Today it was a song that I´ve wanted to hear for a few years, Dwight Yoakams cover of Merle Haggards Holding Things Together. I´ve read about it as the highpoint of Dwights In Others´ Words album from 2003 which compiles songs from tribute albums. The recording of Holding Things Together is from 1994 and it surely was no disappointment. A straight and wonderful version of a great song performed alone with the guitar. It predates his acoustic album from 2000 by six years but would have had no problem to fit in among the remakes of his own songs.
Apart from being a great Dwight Yoakam recording it served as a way to rediscover what it was from the beginning, one of all those fantastic Merle Haggard songs. It´s sometimes good when a song falls out of it´s usual context, as this one did when I heard it separated from other Merle Haggard songs. Compilations of different kinds sometimes have that effect. A song that you know well suddenly stands alone, get´s some extra attention and you´re able to appreciate it even more than before. Maybe it’s an instrumental part, a verse you´ve missed, the actual meaning of the song or just the sheer power of it.

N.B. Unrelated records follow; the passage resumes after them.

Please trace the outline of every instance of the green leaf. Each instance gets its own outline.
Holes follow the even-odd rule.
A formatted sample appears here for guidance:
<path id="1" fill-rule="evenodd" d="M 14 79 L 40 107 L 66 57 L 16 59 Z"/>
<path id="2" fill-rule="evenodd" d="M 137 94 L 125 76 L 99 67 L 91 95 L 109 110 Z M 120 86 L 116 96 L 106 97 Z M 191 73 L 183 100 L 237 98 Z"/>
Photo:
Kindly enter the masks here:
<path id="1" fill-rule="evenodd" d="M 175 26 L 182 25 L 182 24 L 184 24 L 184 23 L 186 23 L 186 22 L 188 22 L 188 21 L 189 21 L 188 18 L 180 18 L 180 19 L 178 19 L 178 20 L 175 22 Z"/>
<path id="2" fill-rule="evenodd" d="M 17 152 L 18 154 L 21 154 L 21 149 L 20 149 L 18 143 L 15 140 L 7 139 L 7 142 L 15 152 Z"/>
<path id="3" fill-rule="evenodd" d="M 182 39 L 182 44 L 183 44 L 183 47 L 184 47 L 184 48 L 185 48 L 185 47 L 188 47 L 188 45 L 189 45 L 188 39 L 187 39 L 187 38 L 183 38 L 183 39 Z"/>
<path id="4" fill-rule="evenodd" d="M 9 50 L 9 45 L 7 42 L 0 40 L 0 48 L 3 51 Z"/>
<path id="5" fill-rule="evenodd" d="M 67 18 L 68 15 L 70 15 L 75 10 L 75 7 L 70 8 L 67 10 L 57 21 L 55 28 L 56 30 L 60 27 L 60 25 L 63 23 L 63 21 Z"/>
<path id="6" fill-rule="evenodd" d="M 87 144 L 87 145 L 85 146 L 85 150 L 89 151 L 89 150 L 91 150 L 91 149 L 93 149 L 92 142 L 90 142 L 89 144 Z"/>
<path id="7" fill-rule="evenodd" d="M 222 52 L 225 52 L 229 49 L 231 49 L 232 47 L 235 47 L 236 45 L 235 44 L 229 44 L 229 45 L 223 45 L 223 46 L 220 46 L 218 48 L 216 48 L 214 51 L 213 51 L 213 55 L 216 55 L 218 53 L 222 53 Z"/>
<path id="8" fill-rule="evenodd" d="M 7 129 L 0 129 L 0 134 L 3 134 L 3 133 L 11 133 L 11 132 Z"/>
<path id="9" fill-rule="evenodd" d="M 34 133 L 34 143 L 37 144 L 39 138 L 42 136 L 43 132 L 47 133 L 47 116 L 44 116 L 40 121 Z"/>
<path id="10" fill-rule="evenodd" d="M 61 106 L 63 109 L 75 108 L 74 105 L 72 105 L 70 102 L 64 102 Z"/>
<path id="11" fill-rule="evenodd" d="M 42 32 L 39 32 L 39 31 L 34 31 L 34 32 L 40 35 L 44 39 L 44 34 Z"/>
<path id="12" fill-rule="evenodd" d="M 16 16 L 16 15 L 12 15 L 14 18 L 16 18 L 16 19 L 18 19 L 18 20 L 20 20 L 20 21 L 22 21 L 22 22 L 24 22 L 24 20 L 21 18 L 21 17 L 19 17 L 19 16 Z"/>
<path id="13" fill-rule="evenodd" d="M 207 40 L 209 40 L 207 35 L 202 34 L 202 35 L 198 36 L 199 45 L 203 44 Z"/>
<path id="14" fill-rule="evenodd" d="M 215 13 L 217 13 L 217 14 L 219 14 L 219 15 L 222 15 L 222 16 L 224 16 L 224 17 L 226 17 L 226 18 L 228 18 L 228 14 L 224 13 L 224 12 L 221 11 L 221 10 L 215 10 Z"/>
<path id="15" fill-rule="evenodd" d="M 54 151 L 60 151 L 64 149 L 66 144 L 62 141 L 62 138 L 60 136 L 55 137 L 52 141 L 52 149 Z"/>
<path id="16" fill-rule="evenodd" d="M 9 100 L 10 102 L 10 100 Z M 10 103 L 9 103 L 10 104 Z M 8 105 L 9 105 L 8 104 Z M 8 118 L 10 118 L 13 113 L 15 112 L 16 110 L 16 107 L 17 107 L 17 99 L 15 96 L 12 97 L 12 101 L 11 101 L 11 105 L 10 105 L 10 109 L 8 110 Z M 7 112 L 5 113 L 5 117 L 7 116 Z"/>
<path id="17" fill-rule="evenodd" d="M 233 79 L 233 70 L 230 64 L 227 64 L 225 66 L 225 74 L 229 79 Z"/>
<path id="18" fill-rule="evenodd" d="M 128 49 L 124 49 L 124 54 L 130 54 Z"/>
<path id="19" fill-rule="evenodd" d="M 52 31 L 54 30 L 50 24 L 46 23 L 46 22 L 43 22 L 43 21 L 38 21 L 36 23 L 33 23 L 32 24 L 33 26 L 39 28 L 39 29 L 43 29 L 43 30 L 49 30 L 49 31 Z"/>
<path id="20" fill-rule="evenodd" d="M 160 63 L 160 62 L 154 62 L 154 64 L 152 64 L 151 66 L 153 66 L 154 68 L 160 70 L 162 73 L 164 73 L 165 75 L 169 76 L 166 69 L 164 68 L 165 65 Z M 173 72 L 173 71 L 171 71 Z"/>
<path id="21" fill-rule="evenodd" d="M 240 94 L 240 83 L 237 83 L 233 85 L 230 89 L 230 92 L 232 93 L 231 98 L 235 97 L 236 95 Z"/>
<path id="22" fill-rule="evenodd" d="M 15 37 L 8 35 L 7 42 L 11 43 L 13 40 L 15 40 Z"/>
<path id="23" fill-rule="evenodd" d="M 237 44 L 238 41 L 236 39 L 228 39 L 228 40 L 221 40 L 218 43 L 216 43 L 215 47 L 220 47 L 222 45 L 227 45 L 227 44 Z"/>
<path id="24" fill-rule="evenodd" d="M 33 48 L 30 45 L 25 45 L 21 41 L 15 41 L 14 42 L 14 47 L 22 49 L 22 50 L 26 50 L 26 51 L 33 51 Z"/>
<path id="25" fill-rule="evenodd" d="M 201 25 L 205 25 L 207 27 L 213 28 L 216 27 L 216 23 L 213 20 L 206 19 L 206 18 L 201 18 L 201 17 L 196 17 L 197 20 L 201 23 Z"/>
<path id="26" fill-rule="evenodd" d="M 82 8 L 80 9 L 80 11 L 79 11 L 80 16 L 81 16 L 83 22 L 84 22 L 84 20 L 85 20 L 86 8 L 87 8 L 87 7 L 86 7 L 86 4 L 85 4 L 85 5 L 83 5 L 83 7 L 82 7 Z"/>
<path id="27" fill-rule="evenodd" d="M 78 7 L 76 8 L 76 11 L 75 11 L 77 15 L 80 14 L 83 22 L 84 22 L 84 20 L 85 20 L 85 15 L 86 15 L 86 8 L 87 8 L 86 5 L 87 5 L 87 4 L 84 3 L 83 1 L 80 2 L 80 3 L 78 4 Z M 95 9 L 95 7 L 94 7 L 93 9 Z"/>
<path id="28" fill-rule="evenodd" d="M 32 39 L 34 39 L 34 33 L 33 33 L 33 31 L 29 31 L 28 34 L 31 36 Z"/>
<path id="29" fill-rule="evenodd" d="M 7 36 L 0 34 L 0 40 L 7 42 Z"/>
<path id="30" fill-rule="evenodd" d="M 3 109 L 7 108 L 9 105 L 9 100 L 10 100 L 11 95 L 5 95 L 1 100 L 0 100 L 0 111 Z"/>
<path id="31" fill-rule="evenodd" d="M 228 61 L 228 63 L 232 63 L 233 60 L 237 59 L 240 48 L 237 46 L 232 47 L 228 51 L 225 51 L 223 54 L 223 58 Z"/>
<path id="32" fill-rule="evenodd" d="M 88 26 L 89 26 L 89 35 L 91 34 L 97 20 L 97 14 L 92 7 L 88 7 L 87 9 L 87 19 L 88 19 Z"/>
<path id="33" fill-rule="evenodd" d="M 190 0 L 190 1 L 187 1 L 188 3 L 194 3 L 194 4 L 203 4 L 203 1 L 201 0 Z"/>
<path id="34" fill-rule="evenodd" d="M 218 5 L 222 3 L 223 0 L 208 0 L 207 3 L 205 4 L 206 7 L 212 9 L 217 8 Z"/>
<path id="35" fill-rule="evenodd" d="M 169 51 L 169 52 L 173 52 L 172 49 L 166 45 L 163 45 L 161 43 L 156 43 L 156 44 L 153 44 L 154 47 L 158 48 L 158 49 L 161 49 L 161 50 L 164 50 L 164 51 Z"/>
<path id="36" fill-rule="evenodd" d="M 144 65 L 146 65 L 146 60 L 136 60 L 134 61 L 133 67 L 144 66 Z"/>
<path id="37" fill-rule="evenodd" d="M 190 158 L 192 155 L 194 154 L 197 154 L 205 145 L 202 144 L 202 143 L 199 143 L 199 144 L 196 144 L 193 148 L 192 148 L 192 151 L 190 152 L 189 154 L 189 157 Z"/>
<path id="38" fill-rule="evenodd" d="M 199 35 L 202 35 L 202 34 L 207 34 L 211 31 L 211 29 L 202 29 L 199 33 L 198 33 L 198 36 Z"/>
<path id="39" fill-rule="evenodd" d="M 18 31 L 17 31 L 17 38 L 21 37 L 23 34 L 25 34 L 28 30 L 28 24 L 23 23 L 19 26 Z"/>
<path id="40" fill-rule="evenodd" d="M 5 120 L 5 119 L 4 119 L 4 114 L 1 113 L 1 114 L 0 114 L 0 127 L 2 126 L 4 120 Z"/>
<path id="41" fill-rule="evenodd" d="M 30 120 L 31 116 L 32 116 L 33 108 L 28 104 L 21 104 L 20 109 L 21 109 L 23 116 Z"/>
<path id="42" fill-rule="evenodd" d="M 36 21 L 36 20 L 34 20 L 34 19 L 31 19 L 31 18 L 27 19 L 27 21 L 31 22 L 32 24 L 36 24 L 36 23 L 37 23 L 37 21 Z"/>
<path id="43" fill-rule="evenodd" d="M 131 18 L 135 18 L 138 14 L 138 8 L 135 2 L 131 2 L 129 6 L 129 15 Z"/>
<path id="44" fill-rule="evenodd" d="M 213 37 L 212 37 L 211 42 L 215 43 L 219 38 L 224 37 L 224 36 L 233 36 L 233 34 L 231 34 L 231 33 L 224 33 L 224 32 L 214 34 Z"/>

This time it was a song that I´ve heard a lot so it was more of a reminder of how good it is. It´s one
of those songs that Merle is so good at writing. Very simple with a few strong words that makes all the difference. Set in a small environment he paints the picture of a man raising his child as his wife has left the family obviously not looking back. The child of course misses it´s mother and he does too. It´s painful listening to the story of how he sends a birthday present by mail signed Love from Mama so his little daughter won´t know she´s forgotten her. Not many people could write a song like that and make it believable. Merle is one of the few. And Dwight is one of the few who can take it and make it his own.